The council should have powers to punish businesses that fail to pay the minimum wage, a senior Labour councillor has said.
Andy Hull, Islington Council’s executive member for finance, said: “Councils can’t do a great deal without additional power…even if we think there is significant exploitation in our patch.”
“What I’ve been pushing for is for the government to at least partially devolve responsibilities for minimum wage enforcement to local authorities, [and] give them the power to investigate and to punish non-compliance”.
Mr Hull said that it is very likely that some businesses in the borough are not paying the national minimum wage.

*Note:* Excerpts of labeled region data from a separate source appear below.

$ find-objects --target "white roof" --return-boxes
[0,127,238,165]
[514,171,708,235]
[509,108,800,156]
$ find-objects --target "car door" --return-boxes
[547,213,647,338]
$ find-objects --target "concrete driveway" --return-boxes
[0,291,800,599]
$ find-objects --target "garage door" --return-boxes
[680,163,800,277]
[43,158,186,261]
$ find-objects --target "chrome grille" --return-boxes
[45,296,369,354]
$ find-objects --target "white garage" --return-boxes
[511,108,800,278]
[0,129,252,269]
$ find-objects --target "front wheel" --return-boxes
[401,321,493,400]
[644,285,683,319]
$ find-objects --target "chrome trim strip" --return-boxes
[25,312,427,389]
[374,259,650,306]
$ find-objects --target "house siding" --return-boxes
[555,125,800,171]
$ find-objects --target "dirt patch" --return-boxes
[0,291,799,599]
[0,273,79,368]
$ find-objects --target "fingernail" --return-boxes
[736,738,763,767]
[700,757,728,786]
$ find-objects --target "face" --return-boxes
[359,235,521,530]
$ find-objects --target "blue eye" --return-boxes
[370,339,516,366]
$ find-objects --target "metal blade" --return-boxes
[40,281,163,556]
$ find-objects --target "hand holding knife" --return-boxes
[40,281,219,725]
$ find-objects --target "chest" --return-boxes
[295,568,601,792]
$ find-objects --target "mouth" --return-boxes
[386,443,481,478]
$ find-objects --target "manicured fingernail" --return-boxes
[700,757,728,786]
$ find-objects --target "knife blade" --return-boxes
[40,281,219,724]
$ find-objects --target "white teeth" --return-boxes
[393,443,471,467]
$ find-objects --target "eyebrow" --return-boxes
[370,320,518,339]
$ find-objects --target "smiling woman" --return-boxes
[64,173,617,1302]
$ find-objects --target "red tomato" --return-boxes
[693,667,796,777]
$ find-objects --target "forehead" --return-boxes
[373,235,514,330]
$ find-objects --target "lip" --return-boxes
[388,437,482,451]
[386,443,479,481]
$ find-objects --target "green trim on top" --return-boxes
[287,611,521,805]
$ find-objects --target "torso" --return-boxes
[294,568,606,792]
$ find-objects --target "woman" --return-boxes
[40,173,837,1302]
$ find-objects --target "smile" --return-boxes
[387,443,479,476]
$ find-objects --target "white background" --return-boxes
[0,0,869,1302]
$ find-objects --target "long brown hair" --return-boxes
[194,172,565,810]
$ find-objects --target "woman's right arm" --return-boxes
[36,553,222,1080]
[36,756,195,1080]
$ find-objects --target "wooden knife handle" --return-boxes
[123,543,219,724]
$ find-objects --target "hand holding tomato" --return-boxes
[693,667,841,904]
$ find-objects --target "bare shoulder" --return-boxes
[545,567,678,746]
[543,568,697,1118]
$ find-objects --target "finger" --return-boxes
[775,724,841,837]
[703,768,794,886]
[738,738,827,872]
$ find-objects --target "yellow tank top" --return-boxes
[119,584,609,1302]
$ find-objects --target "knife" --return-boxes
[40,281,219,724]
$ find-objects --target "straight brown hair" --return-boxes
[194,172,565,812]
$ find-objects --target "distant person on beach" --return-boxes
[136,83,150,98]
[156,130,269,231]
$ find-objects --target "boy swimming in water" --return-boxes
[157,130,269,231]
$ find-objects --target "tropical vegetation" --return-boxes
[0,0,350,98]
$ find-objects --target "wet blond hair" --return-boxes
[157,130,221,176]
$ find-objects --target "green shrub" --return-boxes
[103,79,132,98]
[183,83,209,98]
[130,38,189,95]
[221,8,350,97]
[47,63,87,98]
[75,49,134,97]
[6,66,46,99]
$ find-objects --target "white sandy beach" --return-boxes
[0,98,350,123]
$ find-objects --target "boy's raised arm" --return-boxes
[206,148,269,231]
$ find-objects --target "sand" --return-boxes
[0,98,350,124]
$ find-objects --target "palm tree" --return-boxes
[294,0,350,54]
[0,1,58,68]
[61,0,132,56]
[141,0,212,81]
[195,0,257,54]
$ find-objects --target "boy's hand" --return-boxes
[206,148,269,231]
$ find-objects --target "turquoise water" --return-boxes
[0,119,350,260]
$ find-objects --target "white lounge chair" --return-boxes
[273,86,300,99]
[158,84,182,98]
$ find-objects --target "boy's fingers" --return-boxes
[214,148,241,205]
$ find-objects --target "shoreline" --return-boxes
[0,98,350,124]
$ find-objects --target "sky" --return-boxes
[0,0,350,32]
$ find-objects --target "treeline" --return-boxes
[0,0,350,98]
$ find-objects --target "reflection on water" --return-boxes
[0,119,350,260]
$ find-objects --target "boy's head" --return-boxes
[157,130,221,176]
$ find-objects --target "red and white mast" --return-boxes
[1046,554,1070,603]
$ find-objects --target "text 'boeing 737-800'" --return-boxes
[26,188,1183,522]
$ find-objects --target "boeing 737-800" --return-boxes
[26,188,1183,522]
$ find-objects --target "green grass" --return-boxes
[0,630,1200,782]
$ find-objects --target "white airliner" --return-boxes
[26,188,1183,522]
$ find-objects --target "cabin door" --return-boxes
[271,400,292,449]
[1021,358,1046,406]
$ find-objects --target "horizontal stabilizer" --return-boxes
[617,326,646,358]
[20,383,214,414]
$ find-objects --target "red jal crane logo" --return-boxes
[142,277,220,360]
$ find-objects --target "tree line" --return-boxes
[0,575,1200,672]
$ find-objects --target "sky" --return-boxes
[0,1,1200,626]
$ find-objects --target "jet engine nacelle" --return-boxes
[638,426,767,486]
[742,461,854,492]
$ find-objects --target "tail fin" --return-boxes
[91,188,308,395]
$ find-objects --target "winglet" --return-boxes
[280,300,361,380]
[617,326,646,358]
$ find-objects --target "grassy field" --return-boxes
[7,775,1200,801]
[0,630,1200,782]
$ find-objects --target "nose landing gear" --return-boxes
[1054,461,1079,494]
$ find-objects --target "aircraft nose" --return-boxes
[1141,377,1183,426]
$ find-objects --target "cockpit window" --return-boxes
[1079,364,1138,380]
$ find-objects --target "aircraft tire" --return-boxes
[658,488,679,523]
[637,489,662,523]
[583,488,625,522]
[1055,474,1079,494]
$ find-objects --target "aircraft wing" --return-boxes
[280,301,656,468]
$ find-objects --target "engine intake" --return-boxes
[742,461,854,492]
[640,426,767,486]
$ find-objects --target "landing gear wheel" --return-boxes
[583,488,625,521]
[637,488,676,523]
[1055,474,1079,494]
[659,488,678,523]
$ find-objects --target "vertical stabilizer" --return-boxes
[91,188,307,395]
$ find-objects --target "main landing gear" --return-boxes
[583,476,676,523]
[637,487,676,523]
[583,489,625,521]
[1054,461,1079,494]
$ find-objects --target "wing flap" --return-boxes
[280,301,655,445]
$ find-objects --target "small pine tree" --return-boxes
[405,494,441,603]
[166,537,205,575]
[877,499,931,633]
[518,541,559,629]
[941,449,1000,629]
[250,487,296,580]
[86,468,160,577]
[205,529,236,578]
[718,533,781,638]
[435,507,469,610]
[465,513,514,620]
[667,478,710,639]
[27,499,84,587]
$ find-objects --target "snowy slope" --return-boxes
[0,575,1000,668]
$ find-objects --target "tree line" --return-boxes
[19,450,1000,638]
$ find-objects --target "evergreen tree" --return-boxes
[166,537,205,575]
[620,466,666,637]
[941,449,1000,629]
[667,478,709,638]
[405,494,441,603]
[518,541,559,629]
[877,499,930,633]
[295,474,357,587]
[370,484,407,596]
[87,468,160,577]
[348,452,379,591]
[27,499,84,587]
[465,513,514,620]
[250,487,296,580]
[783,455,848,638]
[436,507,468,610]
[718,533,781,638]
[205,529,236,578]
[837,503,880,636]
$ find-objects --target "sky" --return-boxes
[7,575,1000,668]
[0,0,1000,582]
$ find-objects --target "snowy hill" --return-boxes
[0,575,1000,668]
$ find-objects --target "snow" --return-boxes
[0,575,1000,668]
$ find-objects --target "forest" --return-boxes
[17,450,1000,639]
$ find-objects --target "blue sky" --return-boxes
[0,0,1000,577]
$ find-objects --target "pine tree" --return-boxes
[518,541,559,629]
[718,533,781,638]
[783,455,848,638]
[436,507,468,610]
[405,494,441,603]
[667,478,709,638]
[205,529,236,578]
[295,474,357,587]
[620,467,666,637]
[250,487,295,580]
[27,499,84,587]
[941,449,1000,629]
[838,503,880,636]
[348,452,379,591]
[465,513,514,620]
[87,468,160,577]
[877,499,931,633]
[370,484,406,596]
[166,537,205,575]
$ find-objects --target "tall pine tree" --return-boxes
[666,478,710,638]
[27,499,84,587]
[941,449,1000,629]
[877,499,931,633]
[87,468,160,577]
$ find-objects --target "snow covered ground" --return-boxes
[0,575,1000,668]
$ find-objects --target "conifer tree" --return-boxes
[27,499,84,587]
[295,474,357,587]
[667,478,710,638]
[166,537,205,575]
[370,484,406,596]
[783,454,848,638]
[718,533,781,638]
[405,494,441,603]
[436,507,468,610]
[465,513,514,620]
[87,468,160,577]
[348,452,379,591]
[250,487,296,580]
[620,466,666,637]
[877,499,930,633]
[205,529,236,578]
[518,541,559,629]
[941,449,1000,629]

“I think it would be naïve to think it isn’t [taking place] when a lot of the factors that conspire to give rise to minimum wage non-compliance are present in Islington.”
He said that these factors included the “high immigrant work force” and the “proliferation of hotels and restaurants where this practice is common”.
Mr Hull said the council’s relationship with local businesses means that they are well placed to crack down on employers breaking the law: “It’s about knowing your patch; being much closer to the ground. [The council] knows where to go looking.
“We’re already dealing with [businesses] on trade waste, health and safety, and planning and licensing, and we’re already having to use enforcement powers in those regards”.
Earlier this week nearly 50 employers were “named and shamed” by the government for not paying the minimum wage.
A report by Newham Council estimated that people in the UK are losing more than £500m from employers ignoring the law.
It also suggested that 17 per cent of working residents in Newham are paid below the minimum wage.
Bharat Mehta, chief executive of anti-poverty charity Trust for London, said: “The face of poverty in the UK is changing, with low pay and in-work poverty increasing. At the very least no one should be cheated out of their right to being paid the legal minimum and to help with this we need to introduce measures such as giving local councils enforcement powers.
“But we need to do more than this if we really want to tackle poverty and inequality. For example, we need more genuinely affordable housing – to rent and to buy – and employers need to be encouraged to pay at or above the Living Wage.”